Another friend introduced me recently as a knowledgeable plants-women.  I challenge that description as I know from the gardening clubs I go to how limited my knowledge it but I am passionate about plants.  I love the quirky, the pretty, wonderful foliage, interesting flowers.  I get a thrill out of seeing a plant push its way through the ground in the Spring or a seedling appear or a fern frond unfurl.  But I get distracted particularly with social media – ooh what’s that plant, where can I get it, where can I grow it and so I have a garden and greenhouse full of interesting plants but the parts do not make a great whole and this is the problem.  The friend who dislikes planting by numbers and I discussed this recently.  She too is  plants-women, very knowledgeable, and her approach is that her garden is her space to do as she wishes and if the plants look a little bitty then so be it and I applaud that attitude.

Bryan's Ground, Herefordshire

Bryan’s Ground, Herefordshire

However, and there is always an however, I don’t think this approach is working for me.  I feel constantly frustrated with the garden and so I have distracted myself with digging up more bits or entering shows.  I am frustrated because I strive for my garden to be a floriferous oasis, to be stunning, for the borders to look wonderful just like the magazines.  Of course these images have been created by people with a wealth of experience, sometimes with professional help, but also with passion and incredibly horticultural prowess and this I think is the key to it.  I need to garden better, to spend time in the garden, maintaining it, tending the plant, understanding how they grow.  A nursery woman I know always says that the remedy to most garden pests is to garden better i.e. if you grow strong plants they are less susceptible to pest damage and I think she is right.  I have recently been reading about a number of my gardening heroes all who have stunning gardens and all who are amazing plants-women but they have learnt their skills through hard work over a long length of time.

Bryan's Ground, Herefordshire

Bryan’s Ground, Herefordshire

So, a plan is forming in my mind, a sort of project – it doesn’t have a particular object as an outcome, it won’t be achieved this year, or probably for some years.  It is more an aspiration or objective and the other evening on the way home the phrase ‘The Impossibly Pretty Project’ came into my mind and days later I still like it.  The name can be taken two ways.  You sometimes hear the expression ‘impossibly pretty’ used in the sense that it impossible for something/someone to be as pretty as they/it are but also you could read it in the sense that the project will be impossible – although I hope not. The images on this post are of various gardens I love and enjoy and you will see there is a certain look that appeals to me which I suppose is something between a Cottage Garden and the archetypal English Country Garden.  I particularly like the herbaceous borders and this is where I get stuck.  I don’t want to create a herbaceous border in the true sense of the word but it is the herbaceous part of a mixed border that I struggle with.  I have the trees and shrubs but I struggle to work out how to make the perennials, biennials, annuals and bulbs to work together.
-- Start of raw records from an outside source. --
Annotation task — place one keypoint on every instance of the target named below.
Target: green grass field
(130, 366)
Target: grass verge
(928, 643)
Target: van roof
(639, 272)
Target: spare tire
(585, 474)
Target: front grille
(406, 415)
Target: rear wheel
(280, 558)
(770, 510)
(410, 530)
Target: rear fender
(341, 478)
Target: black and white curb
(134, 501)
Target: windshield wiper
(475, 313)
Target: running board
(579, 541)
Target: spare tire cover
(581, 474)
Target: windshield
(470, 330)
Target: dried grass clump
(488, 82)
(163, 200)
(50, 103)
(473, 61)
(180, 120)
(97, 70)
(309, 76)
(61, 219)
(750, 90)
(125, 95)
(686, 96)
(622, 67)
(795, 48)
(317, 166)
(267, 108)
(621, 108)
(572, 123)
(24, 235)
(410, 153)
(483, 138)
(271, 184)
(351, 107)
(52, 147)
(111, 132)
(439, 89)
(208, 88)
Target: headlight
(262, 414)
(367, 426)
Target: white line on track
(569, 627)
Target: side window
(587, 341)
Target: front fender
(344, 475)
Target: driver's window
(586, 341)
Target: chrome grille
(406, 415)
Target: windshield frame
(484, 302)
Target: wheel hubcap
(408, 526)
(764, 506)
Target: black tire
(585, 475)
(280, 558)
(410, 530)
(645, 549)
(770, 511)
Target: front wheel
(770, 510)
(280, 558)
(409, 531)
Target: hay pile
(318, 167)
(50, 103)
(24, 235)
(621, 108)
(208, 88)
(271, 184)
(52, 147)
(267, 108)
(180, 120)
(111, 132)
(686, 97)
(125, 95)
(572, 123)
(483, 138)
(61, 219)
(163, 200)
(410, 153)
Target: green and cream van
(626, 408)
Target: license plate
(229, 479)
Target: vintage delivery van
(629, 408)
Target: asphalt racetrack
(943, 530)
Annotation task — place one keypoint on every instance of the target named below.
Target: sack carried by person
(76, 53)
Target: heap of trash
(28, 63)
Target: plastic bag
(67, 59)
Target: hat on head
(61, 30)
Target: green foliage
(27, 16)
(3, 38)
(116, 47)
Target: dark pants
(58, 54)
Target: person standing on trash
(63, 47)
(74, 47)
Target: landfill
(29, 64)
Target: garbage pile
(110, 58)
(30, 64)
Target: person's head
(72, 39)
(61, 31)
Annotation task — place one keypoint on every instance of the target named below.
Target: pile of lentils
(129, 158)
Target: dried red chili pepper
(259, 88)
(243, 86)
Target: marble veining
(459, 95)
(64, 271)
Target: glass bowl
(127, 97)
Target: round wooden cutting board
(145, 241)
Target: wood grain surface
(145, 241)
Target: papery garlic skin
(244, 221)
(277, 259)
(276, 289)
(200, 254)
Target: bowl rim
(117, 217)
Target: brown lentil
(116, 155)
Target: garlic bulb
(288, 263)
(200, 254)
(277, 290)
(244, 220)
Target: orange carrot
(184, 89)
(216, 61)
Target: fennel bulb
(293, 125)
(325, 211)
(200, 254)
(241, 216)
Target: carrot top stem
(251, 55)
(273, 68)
East Lambrook Gardens, Somerset

East Lambrook Gardens, Somerset

Whilst I like interesting foliage I will never be comfortable in an exotic style garden as if I list my favourite plants the list starts: Peonies, Iris, Roses, Daffodils, Primulas, Aquilegias hardly the components of an exotic garden.  Having created the Hardy Exotic Boarder which I like I have realised that the plants don’t excite me as much as the above.  I want to create a sense of enclosure, of privacy, and escapism.  As a basis to this I need to build up the shrubby planting around the boundaries but with the distant view of the Malvern still there.  Then I want to learn how to plant my borders properly and this is the real challenge.  I can grow plants but I am just rubbish at combining them.  I don’t think I do too bad with colours and textures and having a slight artistic bent I can understand that but it is how to get a fulsome appearance without the plants all smothering each other one way or another.  I think the key to this, as I have said, is being more hands on – staking properly and dividing regularly but also learning how each plant grows and how it will impact on its neighbours.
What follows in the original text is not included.